Lying 4,700m above sea level on the Tibetan plateau is Namtso Lake. It is held as holy by the region's Tibetan population and every year thousands of pilgrims walk around its shores. As one of the largest lakes on the plateau, Namtso is fed partly by run-off from the region's glaciers, which also acts as a store of water for the surrounding grasslands, experts have said.

"The glaciers are a symbol [of the seasons], when the weather gets warm the ice will melt and in the winter it gets cold it turns to ice," said Namgye, a herder who has lived in Damshung, where the lake is located his, entire life.

However, while the pace of life for many Tibetans remains unchanged, the lake itself is changing. Between the years 2000 and 2014, Namtso expanded by an area of around 50km2, a consequence of ever increasing glacier melting triggered by some of the fastest temperature rises on the planet, data from the Qinghai-Tibet Research Center of Chinese Academy of Sciences released in 2014 showed.

Glaciers in the Tibetan Autonomous Region have shrunk by 15% over the past 30 years.
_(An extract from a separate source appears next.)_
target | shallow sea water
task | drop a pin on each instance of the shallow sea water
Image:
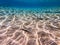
(29, 26)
Annual run-off from glaciers rose from 61.5bn m3 to 79.5bn c3 during the same period, researchers with the Chinese Academy of Sciences told Chinese state media in late 2014.

One academic who has been monitoring the impact of climate change on the Tibetan way of life said the glaciers were melting faster today than 20-40 years ago.

"The glaciers both in the Himalayan region and glaciers in the northern plateau region are melting must faster than compared to say 20, 30 or 40 years ago, and particularly recently, 20 years, we have some of the small glaciers disappearing from the ChangChang region and some of the lakes increasing because the water coming more from the glacier side. So the global warming there is a strong impact on the Tibetan plateau, particularly for the glaciers," Dawa Tsering said.

Scientists warned in 2009 that if melting continues at current levels, two-thirds of the plateau's glaciers will likely be gone by 2050, potentially affecting up to two billion people in China, India, Pakistan, Bangladesh and Bhutan.

As the world's leaders prepare to convene in Paris for climate change talks, activists point to what's happening in Tibet as a clear early warning sign for the consequences of global warming. Close to 200 countries will meet in Paris in December to try to hammer out a deal to slow man-made climate change.